As more and more people are becoming interested in local goods, the maker culture movement is helping expand the variety of items that can be produced just next door.
Take Makie Lab, a newly launched toy company based in London, with a “tiny team” in Helsinki. The people at Makie Lab manufacture and sell Makies, a fully-customizable and poseable action doll. The customer picks the shoes, the eyes, the hair, the positions of the hands, the type of feet, and digitally designs the face, picking everything from eye color, to nose width, to the level of eyebrow “ferocity”. Once you order your doll, its heads, hands and feet are all printed out on a 3D printer. It is the 3D printing technology that makes companies like Makie Labs able to produce incredibly high quality one-of-a-kind products for a reasonable cost, right there in London.
In further keeping with the maker ethos, Makies are designed to be fully hackable. As Alice Taylor, founder and CEO of Makie Labs put it, “Toys should be something you can really play with…” The body of each doll has space in it for wires, and a Lilypad Arduino (or similar), the eyes are mobile if you open the head up and unclip them. A clever maker Makie owner could make their Makie talk, dance or who knows what else.
There is a forum on the Makie.me site where Makie doll owners can collaborate and share tips on how they’ve further customized their Makies whether on the “Electronics, hacking, nerdom” section of the forum, or the board for “Clothes, patterns, crafting”. There are also, of course, areas for people to upload photos of what they’ve done.
While collaboration happens between customers, it happens within Makie Lab’s team as well. “Over email, I asked Taylor what role it plays in their business model.” She wrote: “Collaboration – we do a lot of it. Sometimes too much, in that it’s unusual to be so flat in hierarchy, have so many folks working at the same level. But I like it. It’s inclusive, and conversational.

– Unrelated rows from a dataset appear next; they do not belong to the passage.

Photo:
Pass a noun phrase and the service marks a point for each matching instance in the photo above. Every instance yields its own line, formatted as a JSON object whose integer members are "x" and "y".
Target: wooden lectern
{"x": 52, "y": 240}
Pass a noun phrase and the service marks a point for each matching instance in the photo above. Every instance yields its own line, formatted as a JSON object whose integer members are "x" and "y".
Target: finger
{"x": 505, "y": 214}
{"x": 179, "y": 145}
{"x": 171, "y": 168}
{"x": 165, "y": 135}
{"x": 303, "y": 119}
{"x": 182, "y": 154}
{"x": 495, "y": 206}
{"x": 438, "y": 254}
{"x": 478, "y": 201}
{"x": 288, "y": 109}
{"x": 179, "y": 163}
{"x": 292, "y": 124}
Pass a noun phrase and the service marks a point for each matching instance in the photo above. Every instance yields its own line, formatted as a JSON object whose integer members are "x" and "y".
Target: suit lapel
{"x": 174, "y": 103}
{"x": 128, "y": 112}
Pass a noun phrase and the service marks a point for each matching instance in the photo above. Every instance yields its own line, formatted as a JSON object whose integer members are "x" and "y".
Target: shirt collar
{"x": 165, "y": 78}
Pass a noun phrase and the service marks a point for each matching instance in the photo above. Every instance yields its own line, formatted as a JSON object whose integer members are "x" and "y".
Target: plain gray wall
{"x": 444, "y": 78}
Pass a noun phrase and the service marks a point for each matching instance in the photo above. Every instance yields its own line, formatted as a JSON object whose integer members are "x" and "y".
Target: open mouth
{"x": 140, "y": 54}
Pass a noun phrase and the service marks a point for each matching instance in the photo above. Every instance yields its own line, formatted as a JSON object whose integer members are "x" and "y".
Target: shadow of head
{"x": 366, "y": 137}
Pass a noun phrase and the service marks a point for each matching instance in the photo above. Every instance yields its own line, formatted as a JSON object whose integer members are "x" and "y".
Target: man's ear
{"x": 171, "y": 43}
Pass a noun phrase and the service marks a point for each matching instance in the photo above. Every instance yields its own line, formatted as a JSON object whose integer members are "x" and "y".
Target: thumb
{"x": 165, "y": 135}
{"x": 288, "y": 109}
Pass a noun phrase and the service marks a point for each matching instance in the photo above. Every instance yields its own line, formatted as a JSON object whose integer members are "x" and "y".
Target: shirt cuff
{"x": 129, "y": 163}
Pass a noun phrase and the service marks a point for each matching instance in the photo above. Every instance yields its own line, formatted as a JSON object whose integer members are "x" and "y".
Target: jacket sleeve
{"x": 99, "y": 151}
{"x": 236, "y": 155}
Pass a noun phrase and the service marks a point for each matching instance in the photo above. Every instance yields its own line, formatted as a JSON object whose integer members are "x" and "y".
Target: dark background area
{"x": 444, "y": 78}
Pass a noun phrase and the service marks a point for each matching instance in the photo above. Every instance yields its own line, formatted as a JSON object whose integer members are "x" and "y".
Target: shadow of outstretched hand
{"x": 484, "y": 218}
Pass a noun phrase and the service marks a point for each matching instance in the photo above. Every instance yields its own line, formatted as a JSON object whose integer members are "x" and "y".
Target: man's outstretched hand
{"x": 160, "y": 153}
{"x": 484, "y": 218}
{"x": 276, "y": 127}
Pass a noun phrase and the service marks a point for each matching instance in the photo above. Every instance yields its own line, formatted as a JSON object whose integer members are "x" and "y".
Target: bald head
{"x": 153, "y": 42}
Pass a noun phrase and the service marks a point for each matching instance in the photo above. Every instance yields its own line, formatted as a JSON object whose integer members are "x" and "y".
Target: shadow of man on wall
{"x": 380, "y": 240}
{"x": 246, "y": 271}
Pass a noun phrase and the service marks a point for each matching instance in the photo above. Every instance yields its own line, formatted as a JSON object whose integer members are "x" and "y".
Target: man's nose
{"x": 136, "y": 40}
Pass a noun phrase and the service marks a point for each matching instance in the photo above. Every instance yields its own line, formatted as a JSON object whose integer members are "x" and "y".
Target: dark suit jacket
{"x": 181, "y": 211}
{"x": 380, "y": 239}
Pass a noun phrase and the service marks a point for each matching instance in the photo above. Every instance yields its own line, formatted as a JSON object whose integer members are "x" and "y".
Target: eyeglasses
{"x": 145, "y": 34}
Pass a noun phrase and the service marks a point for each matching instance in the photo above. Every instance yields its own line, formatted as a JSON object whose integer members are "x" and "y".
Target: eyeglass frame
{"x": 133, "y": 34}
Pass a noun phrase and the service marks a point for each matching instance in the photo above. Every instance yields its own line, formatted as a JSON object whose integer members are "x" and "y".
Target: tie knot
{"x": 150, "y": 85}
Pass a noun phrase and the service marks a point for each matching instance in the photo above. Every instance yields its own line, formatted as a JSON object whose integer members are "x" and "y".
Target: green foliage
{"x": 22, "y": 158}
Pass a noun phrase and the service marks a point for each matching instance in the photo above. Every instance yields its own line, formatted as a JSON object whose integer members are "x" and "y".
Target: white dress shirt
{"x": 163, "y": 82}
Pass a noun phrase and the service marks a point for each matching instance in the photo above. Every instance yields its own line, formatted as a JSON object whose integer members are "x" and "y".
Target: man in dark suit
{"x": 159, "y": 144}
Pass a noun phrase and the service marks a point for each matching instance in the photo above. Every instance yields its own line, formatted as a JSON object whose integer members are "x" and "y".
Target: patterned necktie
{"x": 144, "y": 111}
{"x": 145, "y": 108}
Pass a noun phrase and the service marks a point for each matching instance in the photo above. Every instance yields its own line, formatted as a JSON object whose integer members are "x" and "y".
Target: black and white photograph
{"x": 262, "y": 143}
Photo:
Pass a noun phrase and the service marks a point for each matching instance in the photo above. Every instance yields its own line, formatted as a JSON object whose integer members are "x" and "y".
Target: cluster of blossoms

It’s no accident that Makie Lab – a hardcore tech company – is half male, half female, even at board level. We make a real effort there – to collaborate, to get a good balance of opinion and viewpoints.”
And so far whatever they’re doing is certainly working. Makie Lab has received £1.4 million in seed investment and since launching just earlier this summer they’ve already sold almost 2700 Makies for £99 each.
In a time when many people are scared to start businesses, the early success of Makie Lab is especially inspiring. More and more, people are being called upon to figure out their own ways of making a living. And the maker movement is helping make that a reality.
Is the next big thing already being invented at a fab lab like MAKLab right now? It’s certainly possible. As MAKLab’s Richard Clifford put it: “We show them exactly what to do in the hope that they go away and have another great idea and come back and then, maybe, that could be a product that will make them millions of pounds,” he smiled. “You never know.”